It feels so refreshing to retire to a quiet, private room or the outdoors and get lost in readings/observations and thought. I just get this "Ahhhh..." feeling when I've needed the alone time and it cracks me up.


----------



## Sensitivegal (May 18, 2011)

I nap for an hour or two, or sometimes read a really good book in a quiet room alone.


----------



## Cosmicsense (Dec 7, 2011)

I daydream in bed, else get online. Not sure I'm an introvert, though. Just an individual who needs down time, like most everyone else except for extreme extroverts.


----------



## Christie42476 (May 25, 2012)

Bubble bath+music+candles+great book=recharging bliss.


----------



## Nightshade (Dec 4, 2012)

Listening to music that embodies a lot of atmosphere, writing, distracting myself online, sitting and reflecting, reading, or taking a bath.


----------



## ForsakenMe (Aug 30, 2010)

Here's a great introvert secret to success: *Wake up about a few hours until you must go out to go to work or socialize. For example, if your shift at work starts at noon, wake up around 9 or 10 AM (or even earlier) to not only physically prepare yourself for work, but also to mentally prepare yourself for it.*

Usually, I would wake up a few hours before my shift starts to go online, read a little, or watch some TV to get settled in and then I go to work feeling pumped up and full of energy to give. Try it if you haven't already!


----------



## 7rr7s (Jun 6, 2011)

ForsakenMe said:


> Here's a great introvert secret to success: *Wake up about a few hours until you must go out to go to work or socialize. For example, if your shift at work starts at noon, wake up around 9 or 10 AM (or even earlier) to not only physically prepare yourself for work, but also to mentally prepare yourself for it.*
> 
> Usually, I would wake up a few hours before my shift starts to go online, read a little, or watch some TV to get settled in and then I go to work feeling pumped up and full of energy to give. Try it if you haven't already!

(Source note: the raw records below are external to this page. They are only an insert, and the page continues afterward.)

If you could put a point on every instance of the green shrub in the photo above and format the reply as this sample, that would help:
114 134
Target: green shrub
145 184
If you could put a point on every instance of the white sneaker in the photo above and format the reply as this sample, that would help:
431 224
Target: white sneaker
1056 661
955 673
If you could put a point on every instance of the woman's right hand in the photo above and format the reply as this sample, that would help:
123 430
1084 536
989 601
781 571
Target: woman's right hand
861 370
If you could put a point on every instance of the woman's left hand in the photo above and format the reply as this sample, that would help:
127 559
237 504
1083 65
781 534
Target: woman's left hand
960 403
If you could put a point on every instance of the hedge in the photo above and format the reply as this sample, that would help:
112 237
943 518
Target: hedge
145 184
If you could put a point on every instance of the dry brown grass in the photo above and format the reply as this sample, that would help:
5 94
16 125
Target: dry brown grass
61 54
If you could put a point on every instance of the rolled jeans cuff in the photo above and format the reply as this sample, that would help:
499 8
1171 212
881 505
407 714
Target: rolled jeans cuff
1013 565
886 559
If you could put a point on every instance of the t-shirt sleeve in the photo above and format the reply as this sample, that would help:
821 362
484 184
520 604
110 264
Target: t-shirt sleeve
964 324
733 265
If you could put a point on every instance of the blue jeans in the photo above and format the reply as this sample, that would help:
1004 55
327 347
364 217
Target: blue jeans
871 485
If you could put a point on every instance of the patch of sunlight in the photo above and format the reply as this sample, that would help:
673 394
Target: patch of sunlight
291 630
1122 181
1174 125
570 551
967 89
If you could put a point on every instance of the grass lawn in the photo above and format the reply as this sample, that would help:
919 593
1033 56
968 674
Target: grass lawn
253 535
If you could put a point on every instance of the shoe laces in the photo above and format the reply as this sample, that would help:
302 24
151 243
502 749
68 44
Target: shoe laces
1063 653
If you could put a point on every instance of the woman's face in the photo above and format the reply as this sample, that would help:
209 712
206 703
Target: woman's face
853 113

Solid advice, unfortnantley I'm not a morning person. I'd rather stay up when it's quieter and recharge. My preffered method is a hot shower, followed by reading or watching TV and get all snuggly under the blankets.

Also, I'm frequently rushed in the morning, but it keeps my mind busy so I don't dwell on negative things like Aw man I have a full shift ahead of me, fuck. I'm usually at work by myself though, so it's not that bad.


----------



## Planisphere (Apr 24, 2012)

I get ridiculously energized when writing. I used to think I got energized by socializing too, but I'm starting to realize all those times I was literally getting tired mid-conversation wasn't because I was sick - it was because my brain hates working at speeds most extroverts live for.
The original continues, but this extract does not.